The international panel investigating the fraud in Milena Penkowa research is looking for evidence in the archives. But it is uncertain whether all the correct material has been found

The Committee on Scientific Dishonesty’s (UVVU) is currently scrutinising Milena Penkowa’s research to decide whether or not she is guilty of fraud.

It has, however, proven difficult to find all the necessary lab reports and tissue tests from the alleged lab rat tests.

Read our background article on the Penkowa case here.

Documentation ‘confusing’

Penkowas archive is »unstructured and confusing,« according to the latest report presented to the University of Copenhagen Board of Executives 13 March.

The committee spent 8 and 9 February sifting through the material from Penkowa’s office and lab, currently in store at the Faculty of Health Sciences. They found tissue tests and written evidence that »in all likelihood is the background documentation for the articles in question.«

The committee is still working to confirm this: Documentation often exists in several more or less complete versions, often with incomplete results, it says.

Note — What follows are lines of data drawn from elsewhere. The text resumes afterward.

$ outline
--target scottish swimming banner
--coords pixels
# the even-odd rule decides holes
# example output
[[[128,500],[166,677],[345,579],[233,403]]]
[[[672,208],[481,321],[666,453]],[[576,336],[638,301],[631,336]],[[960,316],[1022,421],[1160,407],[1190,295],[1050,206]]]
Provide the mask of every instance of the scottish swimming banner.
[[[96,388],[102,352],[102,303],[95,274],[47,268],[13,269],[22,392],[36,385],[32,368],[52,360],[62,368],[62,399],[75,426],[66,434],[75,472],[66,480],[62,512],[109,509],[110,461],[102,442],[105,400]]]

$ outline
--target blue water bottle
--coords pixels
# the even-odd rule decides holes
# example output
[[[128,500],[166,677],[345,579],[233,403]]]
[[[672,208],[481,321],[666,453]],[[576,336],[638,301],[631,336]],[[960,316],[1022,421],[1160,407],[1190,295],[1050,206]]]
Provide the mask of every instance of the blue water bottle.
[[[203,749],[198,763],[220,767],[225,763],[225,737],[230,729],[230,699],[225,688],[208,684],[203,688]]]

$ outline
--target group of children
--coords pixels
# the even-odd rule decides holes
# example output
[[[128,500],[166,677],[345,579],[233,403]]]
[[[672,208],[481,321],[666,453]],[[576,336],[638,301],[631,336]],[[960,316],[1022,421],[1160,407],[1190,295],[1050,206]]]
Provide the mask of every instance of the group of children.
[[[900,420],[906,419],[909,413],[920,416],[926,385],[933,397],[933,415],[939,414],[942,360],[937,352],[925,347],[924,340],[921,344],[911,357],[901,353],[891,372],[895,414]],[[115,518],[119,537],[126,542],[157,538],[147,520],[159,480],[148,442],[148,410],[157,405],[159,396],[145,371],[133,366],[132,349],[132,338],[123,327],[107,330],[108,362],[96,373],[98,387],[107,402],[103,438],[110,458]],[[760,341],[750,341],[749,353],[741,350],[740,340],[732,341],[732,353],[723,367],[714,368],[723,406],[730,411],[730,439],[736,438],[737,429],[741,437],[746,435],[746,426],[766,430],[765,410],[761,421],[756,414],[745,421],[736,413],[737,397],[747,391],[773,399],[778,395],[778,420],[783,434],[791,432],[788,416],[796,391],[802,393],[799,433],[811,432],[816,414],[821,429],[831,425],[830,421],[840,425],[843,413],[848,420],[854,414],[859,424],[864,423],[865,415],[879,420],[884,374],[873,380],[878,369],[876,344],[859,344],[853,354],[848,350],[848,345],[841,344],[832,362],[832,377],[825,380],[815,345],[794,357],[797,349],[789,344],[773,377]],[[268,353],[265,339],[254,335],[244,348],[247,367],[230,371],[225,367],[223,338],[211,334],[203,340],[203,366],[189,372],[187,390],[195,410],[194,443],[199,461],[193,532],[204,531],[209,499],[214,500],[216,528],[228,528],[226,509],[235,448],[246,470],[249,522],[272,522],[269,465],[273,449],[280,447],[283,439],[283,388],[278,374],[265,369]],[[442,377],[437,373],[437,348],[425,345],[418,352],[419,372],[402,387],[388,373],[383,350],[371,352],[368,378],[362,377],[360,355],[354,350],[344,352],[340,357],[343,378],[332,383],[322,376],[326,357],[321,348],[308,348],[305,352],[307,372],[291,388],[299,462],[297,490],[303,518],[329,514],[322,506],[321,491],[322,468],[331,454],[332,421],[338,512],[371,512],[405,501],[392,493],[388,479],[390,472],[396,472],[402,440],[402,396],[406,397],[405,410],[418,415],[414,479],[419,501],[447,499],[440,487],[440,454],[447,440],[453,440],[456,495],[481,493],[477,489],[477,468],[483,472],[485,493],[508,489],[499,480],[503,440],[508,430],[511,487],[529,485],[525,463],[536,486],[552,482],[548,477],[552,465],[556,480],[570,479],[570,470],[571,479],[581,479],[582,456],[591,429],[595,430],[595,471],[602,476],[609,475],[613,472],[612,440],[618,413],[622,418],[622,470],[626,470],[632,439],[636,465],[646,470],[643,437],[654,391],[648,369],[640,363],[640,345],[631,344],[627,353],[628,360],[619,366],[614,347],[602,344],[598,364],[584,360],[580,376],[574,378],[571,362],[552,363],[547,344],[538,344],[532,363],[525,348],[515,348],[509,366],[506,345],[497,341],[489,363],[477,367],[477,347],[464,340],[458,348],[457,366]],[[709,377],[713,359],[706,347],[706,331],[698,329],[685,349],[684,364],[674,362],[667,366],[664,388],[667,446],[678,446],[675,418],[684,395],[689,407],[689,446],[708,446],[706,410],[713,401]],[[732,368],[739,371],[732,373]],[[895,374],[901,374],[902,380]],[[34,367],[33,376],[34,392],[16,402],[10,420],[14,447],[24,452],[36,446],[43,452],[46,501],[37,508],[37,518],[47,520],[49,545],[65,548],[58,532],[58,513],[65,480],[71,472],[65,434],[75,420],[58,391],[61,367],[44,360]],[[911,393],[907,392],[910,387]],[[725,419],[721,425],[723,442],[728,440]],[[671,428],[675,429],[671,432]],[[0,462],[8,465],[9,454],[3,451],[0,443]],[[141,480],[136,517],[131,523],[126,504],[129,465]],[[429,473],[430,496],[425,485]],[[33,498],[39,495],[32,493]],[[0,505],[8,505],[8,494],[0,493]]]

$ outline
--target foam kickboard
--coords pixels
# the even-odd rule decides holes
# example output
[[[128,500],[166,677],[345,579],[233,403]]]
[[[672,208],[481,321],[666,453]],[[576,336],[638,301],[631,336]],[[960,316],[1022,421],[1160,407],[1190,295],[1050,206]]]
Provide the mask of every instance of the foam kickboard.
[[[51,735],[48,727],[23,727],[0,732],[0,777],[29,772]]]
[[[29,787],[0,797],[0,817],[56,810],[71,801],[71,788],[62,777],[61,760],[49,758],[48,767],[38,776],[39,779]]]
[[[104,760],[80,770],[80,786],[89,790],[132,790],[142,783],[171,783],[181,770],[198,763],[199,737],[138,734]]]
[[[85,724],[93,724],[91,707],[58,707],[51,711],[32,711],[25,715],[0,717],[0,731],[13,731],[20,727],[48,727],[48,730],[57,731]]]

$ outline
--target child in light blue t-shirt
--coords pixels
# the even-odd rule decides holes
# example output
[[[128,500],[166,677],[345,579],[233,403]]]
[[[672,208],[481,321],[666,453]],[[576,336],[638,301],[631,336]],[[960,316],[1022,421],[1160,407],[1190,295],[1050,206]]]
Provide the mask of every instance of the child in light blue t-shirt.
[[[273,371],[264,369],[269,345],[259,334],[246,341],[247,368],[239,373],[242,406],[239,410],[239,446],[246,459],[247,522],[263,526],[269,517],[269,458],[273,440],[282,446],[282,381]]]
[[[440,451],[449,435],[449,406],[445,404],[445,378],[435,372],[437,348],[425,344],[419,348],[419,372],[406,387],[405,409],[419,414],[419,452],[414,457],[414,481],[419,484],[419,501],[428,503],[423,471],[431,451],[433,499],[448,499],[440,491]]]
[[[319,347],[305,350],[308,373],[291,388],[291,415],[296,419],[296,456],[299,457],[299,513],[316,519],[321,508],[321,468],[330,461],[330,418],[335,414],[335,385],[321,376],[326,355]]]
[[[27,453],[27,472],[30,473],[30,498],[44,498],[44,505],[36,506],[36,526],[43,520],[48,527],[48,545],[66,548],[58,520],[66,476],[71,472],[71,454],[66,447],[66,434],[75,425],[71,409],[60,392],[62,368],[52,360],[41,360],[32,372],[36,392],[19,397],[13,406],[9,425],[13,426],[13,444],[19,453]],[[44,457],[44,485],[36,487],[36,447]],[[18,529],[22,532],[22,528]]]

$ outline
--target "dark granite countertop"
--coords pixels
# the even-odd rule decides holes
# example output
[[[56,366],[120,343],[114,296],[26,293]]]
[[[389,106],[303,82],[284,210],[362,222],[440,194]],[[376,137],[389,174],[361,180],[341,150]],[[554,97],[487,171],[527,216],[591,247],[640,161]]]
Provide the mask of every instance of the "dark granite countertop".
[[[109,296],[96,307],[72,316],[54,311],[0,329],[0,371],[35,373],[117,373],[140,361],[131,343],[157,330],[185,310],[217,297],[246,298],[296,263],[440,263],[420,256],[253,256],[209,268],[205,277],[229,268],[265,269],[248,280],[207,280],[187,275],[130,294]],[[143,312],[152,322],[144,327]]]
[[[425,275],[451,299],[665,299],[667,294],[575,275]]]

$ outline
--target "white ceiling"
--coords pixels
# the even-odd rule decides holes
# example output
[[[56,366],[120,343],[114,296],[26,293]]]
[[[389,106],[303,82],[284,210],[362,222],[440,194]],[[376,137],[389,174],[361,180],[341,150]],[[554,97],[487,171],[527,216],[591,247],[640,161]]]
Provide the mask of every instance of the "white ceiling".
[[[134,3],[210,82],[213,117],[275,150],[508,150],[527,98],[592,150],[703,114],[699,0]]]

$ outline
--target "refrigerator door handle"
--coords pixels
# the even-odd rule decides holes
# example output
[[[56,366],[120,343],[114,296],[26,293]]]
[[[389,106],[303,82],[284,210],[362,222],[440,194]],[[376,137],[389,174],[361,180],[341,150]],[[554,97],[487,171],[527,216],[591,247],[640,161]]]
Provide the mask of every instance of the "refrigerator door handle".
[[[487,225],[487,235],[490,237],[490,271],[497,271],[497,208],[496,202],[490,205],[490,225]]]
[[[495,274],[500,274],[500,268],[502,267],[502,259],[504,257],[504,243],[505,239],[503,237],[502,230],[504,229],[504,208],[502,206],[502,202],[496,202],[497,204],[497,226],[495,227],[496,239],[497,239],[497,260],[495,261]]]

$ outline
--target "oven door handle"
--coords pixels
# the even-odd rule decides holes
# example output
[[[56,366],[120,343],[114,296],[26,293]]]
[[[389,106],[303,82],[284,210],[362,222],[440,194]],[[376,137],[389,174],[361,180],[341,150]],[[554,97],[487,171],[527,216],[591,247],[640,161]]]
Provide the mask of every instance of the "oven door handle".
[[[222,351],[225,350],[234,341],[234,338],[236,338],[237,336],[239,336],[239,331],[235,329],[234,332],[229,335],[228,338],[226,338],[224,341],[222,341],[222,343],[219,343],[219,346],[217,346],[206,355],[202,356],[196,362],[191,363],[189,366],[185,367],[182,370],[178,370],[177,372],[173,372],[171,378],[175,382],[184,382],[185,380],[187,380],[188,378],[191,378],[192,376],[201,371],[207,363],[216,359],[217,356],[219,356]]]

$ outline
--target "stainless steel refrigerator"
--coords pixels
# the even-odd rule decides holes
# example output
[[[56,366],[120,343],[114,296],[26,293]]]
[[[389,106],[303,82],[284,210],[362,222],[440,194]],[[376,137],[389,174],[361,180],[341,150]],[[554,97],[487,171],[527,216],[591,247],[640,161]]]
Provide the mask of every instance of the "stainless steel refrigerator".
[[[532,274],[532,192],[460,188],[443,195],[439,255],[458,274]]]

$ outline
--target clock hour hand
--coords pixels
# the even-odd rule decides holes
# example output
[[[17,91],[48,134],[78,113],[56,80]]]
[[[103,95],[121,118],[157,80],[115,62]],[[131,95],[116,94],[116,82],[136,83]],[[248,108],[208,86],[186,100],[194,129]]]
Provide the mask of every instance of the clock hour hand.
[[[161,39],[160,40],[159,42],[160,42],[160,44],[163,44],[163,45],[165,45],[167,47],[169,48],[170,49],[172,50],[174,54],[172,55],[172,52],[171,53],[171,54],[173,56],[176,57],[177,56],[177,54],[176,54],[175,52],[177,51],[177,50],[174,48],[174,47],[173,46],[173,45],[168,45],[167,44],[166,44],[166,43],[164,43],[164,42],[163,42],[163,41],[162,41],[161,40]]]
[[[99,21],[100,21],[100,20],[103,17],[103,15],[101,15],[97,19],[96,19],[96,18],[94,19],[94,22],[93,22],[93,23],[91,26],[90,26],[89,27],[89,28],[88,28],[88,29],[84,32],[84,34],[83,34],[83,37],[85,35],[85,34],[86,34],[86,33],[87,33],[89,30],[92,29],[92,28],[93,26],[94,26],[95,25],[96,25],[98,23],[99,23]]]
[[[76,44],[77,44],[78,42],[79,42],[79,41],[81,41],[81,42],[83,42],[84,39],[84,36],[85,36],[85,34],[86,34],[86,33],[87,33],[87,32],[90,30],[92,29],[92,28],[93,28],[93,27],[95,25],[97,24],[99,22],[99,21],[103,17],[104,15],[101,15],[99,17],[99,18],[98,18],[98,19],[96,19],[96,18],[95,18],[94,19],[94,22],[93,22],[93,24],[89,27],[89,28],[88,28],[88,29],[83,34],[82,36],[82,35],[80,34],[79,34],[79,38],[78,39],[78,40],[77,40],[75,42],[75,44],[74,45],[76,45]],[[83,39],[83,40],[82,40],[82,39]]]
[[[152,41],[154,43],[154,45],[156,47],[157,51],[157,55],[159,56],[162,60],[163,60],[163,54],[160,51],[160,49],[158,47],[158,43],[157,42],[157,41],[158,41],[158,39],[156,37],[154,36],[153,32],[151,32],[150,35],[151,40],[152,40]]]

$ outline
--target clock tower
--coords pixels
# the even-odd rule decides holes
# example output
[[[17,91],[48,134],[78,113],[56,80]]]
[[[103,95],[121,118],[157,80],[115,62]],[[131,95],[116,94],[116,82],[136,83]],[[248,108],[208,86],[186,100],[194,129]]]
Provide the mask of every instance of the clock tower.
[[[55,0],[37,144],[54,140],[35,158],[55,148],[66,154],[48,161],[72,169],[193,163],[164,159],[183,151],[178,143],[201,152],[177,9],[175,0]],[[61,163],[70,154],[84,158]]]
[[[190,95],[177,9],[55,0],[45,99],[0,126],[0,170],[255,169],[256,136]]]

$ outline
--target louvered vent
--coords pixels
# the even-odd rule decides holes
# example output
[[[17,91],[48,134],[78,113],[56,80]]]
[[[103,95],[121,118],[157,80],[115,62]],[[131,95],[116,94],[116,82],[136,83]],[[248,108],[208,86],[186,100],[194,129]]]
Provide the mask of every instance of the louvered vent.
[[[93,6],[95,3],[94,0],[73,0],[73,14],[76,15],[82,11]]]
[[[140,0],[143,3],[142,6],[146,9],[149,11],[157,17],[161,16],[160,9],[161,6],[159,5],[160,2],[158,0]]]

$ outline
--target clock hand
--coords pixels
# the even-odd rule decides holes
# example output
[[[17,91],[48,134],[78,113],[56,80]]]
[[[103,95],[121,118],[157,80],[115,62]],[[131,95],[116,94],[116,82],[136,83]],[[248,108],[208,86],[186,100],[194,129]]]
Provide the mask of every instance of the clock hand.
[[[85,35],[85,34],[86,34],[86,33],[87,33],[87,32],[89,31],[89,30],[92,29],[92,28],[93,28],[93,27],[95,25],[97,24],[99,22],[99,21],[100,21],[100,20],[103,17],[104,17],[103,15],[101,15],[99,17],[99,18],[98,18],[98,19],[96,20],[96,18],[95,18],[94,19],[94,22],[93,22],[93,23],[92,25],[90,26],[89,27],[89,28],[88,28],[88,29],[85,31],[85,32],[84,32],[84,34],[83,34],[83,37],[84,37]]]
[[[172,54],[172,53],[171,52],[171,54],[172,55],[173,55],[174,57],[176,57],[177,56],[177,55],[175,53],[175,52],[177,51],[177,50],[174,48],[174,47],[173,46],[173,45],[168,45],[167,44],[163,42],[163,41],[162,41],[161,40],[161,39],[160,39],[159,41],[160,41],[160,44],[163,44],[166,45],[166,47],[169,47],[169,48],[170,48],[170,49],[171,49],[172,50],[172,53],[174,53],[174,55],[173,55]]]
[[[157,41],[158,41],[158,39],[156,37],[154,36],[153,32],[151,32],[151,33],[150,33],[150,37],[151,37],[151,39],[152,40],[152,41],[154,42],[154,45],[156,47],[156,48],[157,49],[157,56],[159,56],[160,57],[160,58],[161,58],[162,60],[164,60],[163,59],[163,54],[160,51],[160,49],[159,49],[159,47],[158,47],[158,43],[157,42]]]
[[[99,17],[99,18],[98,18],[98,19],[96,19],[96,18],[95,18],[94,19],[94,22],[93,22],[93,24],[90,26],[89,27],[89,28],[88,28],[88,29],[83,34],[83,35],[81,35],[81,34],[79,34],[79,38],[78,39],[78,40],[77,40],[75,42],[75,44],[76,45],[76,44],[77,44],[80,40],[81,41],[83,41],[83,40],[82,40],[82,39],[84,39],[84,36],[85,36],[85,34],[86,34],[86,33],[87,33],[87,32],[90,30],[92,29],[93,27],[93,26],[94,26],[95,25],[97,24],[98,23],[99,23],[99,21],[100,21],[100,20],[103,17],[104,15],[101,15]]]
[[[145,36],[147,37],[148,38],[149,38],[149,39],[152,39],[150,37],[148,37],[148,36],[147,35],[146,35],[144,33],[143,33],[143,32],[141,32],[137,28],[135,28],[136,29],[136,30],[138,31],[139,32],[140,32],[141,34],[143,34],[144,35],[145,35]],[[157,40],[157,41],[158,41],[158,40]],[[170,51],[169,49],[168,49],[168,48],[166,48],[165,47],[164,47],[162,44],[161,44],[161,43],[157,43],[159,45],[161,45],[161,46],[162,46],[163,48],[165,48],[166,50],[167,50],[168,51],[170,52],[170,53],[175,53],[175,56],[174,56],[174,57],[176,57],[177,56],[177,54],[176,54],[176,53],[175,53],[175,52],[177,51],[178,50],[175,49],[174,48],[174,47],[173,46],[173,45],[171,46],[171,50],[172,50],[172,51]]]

Stricter rules on archiving needed

At the 13 March meeting, Nils Strandberg Pedersen, Chairman of the Board of the University of Copenhagen, says that Milena Penkowa likely isn’t the only scientist with an unsorted archive.

And this is confusing to others, he said.

He predicted that there will be stricter demands for keeping a tidy archive in the future »if scientists do not wish to be banished.«

Don’t hold scientists back

Rector Ralf Hemminsen said that the Penkowa case shows that more transparency and clarity is needed as far as the rules of storing research data goes.

The current rules are both unclear and complicated, but it is perhaps not actually a task for the University of Copenhagen to solve, he said. The University has to work out – nationally or internationally – what the criteria are for how, and how long, data should be stored in the future.

Several board members stressed the importance of keeping the rules simple, so honest scientists aren’t held back and the creative process isn’t stilted.